Вот что я смогла написать. Вы меня извините.
 Вот скоро Новый год. Поздравляю Вас всех с Новым годом!!! Желаю всего хорошего в этом году. Особенно здоровья и счастья. А также всего самого найлучшего, пусть исполняются все мечты и желания Ваши всегда.
Мария.
                ***

                17 янв. 1974 г.

 Здравствуйте уважаемые, Мина Васильевич со всей своей семьей. С горячим приветом, также с хорошими пожеланиями в Вашей жизни к вам Мария…
В своем письме я хочу сообщить, что письмо от Вас получила и очень благодарю, что вы обо мне не забываете. Письмо Ваше очень тронуло мое сердце и душу, особенно стихотворение. Слова «и черный длинный путь, и час прощальный, друг не вернется, ты его не жди». Нет, мне не верится во все это, мне кажется, он вернется, приедет или придет, и мы будем вместе, не верится, что больше я не увижу Петьку, не услышу своего любимого Петьки слово. Лишь только во сне. Ой, какой он для меня дорогой и близкий, я просто не могу!… Я ведь жила только им… Почему моя судьба так рано оборвалась, почему мне стал таким безразличным мир, но что я могу сделать?
 Если бы я смогла, я бы все силы отдала ради него, я бы полжизни отдала, лишь бы был со мной рядом мой любимый друг жизни Петька. Он в моем сердце, рядом, везде и всюду на всю мою жизнь, любить другого так, как Петьку, я никогда не смогу, я вечно буду любить свою радость, счастье и «незабываемое горе, которое возложило на меня вечный, никем не подъемный камень».
 И вот уже прошло два месяца, как спит непробудным сном мой любимый Петенька, которого я вечно буду любить, ничем не заменимая моя радость. Он мое счастье, моя жизнь, мое вечное горе….. Конечно, может, и не случилось бы такое, если бы у меня была к нему сурьезность. Но у меня к нему этого не было. И не могла ни в чем настаивать перед ним…. Где молчала, а где делала так, как он мне велел. Если бы, может, я к Петьке относилась сурьезнее, может быть, мы сразу куда уехали, и жизнь была бы у нас вечной и счастливой… А хитрости у меня не было, чтобы его как-нибудь отвлечь от такой бесцельной, трудной жизни и направить на праведный жизненный, взаимный путь… Просто он был слабохарактерный и я - тоже, и не было кому нас обоих направить и вывести на счастливую жизнь. Петька слушал Ольгу, он думал, что она на хорошее его наводит, а она его сбивала с пути жизни, а я этого не замечала, а слушала его, а как немного стала замечать и говорить Петьке, то он на меня обижался. Говорил: «Я сам знаю, что я делаю». Я верила ему.
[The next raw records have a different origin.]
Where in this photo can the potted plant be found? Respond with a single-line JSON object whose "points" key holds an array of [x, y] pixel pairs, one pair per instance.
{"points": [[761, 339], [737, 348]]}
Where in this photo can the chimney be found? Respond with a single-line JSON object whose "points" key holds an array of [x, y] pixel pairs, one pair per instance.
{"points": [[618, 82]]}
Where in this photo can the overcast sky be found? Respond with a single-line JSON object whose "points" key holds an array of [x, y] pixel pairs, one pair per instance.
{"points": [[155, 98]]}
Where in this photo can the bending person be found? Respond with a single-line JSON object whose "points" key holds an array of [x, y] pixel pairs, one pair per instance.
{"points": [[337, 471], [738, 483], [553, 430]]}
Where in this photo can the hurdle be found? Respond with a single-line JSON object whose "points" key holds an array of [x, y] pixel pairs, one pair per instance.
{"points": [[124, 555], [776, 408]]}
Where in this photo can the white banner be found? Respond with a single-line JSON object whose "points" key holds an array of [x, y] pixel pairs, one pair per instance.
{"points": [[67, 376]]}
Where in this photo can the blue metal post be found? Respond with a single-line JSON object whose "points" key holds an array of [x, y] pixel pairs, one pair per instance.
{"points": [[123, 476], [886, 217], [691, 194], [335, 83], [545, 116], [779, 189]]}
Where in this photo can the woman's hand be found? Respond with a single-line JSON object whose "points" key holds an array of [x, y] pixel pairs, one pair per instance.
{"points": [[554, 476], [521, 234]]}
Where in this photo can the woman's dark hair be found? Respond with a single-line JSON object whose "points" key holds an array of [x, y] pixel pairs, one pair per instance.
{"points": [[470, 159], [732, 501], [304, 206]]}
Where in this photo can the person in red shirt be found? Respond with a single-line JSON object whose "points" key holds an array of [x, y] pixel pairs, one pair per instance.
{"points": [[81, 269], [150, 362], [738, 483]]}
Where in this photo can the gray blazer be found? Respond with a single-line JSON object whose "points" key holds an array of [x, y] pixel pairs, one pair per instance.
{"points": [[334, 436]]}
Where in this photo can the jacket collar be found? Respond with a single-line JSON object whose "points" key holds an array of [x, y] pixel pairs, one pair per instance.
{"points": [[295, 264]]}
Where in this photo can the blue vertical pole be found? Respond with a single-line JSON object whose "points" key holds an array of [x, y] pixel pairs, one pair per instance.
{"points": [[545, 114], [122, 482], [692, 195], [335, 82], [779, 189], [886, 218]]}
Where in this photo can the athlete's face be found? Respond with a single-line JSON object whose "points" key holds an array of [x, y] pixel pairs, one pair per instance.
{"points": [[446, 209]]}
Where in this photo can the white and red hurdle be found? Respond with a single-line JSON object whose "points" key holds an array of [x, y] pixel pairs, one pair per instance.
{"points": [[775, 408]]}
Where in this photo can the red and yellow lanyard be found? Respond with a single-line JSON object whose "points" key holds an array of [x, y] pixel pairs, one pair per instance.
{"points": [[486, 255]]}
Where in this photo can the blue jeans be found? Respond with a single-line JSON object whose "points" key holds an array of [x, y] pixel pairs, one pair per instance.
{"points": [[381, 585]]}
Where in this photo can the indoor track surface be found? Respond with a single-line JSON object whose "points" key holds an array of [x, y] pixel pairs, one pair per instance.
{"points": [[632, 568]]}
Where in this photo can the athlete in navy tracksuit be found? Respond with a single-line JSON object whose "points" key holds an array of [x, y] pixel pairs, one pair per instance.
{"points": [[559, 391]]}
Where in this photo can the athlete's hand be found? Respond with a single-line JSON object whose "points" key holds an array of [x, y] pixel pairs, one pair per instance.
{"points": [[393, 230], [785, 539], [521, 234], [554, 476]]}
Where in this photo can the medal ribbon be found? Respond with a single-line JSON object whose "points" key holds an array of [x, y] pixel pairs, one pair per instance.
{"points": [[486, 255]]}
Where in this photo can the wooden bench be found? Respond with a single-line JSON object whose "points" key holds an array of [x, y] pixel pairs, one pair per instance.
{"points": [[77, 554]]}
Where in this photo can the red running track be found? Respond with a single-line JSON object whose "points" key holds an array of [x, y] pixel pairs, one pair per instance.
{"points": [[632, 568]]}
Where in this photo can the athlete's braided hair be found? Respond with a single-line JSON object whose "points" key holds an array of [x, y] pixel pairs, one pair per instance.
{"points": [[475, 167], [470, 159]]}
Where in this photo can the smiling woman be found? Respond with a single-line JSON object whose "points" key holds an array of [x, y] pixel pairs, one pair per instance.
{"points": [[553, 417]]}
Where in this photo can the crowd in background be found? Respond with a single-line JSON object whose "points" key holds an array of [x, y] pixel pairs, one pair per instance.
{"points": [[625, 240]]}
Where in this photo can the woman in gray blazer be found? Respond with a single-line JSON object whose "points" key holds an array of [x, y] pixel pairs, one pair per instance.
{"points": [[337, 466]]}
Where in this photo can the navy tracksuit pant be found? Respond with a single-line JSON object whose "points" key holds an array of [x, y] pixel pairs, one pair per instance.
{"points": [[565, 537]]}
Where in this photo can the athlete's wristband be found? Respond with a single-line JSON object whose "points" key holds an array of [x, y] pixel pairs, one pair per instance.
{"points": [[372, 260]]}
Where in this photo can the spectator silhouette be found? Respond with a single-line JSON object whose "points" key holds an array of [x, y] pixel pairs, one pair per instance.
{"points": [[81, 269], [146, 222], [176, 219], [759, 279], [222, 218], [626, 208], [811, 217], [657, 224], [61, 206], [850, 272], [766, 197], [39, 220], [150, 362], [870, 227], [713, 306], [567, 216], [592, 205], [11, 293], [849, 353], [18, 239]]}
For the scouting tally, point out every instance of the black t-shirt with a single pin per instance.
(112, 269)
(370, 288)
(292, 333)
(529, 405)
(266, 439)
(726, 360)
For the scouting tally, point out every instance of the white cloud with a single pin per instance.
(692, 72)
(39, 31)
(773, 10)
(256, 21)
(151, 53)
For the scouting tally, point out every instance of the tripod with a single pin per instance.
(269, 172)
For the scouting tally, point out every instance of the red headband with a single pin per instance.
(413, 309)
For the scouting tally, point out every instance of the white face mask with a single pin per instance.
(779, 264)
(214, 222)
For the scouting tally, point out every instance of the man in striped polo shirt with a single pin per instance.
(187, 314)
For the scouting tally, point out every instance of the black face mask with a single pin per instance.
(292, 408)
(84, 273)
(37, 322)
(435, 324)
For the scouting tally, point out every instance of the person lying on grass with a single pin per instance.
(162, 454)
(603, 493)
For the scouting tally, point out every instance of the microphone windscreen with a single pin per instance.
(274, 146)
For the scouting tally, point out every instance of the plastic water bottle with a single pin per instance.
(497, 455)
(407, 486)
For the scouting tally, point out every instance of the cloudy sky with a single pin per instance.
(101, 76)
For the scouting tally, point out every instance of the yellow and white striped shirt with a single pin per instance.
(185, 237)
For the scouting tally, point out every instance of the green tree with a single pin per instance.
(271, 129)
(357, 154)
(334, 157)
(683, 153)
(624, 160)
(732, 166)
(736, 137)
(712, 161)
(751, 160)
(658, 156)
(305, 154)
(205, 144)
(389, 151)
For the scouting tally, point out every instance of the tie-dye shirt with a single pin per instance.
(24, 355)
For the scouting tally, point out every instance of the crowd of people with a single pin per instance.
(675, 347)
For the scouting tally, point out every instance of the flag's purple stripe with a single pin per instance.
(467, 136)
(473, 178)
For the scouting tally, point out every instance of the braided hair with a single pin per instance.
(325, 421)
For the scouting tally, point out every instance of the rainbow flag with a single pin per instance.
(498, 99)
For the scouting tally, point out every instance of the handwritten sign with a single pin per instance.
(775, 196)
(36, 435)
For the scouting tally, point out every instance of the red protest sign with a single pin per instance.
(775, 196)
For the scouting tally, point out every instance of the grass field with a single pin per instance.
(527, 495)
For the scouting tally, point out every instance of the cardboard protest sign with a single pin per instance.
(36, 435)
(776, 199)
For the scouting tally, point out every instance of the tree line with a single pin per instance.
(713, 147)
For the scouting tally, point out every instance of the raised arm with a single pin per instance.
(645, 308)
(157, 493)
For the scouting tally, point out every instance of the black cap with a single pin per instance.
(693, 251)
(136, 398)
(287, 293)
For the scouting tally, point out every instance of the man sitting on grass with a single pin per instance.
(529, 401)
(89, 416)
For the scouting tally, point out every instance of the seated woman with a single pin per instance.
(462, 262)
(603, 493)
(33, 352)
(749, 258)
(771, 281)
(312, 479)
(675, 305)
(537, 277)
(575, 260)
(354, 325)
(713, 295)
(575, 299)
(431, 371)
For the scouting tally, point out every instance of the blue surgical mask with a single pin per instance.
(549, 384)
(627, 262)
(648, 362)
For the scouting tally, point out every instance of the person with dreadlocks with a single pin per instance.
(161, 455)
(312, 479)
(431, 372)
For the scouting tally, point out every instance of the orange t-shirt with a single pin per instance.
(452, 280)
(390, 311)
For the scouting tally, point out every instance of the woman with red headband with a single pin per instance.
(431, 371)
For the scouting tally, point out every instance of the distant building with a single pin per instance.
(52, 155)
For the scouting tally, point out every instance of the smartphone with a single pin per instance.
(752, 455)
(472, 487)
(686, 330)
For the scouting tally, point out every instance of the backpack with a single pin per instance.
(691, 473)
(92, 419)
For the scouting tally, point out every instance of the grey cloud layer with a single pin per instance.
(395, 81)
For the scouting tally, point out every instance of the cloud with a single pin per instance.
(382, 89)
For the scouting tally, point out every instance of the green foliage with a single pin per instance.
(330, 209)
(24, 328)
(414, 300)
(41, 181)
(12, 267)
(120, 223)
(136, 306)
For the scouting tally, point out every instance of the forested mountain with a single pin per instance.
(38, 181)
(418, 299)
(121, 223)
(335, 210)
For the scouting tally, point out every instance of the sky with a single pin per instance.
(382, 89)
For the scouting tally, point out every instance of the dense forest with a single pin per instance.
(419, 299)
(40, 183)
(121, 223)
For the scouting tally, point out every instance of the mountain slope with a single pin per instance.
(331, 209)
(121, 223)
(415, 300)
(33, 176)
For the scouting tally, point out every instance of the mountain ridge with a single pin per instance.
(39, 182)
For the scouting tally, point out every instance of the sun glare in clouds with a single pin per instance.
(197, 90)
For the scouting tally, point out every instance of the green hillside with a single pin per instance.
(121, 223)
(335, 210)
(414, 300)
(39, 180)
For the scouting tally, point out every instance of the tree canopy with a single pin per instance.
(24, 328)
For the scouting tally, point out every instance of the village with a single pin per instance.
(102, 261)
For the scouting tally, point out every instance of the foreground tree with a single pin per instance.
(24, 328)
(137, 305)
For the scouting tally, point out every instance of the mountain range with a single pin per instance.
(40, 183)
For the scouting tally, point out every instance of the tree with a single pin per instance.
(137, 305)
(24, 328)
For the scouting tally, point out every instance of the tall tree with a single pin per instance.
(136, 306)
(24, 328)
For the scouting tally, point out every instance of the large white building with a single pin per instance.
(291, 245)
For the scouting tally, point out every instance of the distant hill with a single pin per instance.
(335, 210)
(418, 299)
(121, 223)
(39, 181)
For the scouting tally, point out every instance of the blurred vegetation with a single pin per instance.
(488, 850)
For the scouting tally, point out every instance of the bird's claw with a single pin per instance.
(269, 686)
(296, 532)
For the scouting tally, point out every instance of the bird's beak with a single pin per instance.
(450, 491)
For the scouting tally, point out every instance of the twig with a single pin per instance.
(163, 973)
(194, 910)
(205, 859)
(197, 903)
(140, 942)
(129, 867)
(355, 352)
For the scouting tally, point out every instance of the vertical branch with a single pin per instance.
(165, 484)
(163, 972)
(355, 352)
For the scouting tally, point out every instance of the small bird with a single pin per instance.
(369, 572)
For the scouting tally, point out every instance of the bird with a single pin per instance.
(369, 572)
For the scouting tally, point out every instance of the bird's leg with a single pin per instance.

И вот так проходили годы, и Петька понял, что так жить трудно. Сколько так можно жить! Надеялся: «Может, сейчас я и увижу Жизнь».
 И только мы с любимым Петькой начали мечтать о нашей жизни, а жизнь оборвалась. И так все умолкло. И как безвинно ушел мой любимый Петька на тот свет! Конечно, можно предполагать все, а дали заключение, что большой ушиб головного мозга. Но нет, я никак не могу этому верить, потому что так упасть и убиться невозможно. Ведь люди падают с третьего этажа и то не убиваются. И так просто все умолкли. Не может быть, чтобы никто не видел. Но кто скажет? Правильно: ничего не вижу, ничего не знаю. Конечно, если бы милиция стремилась к правде, то нашли бы, а так просто допросили, никто им ничего не сказал. А им на этом быстрей закрыть дело, им, конечно, лучше, что в районе нет убийств, что все хорошо. А разве им жалко человека? Нет… Разве им все это надо, лишь тому надо, у кого болит душа и сердце. Я бы разбилась насмерть, лишь бы найти убийцу. А как найти, и сама не знаю, или, может, куда писать, чтобы обратно вели следствие? Или мне написать Вале, чтобы она написала, или мне самой писать? Просто сама не знаю, как и что делать, но и не выносить сердце такой боли, того, что так безвинно умер мой любимый Петька. А тот, что мне сообщил, мне знаком. Живет в поселке, женатый. Знаю его не так хорошо, но как звать и фамилию, и откуда сам, я знаю. Он местный, вот п. Коммуна, а рядом, с 1-1, 5 км. - деревня Дубровки, так он с этой деревни. Он все видел, как раз шел в столовую, а Петька шел со столовой. Но, как его спросили, то он ответил, что «я ничего не видел, я лишь только видел, что он лежал, и больше я ничего не видел».
Так вот и выяснили, что в столовую никто не заходил после того, как ушел Петька.
Петька лежал на площадке между ступенек. И с этих данных решили, что он упал сам. И ни с кем Петька не пил. На то, что Петька приходил в себя и был полностью в памяти и говорил, что было три человека, не обратили внимания.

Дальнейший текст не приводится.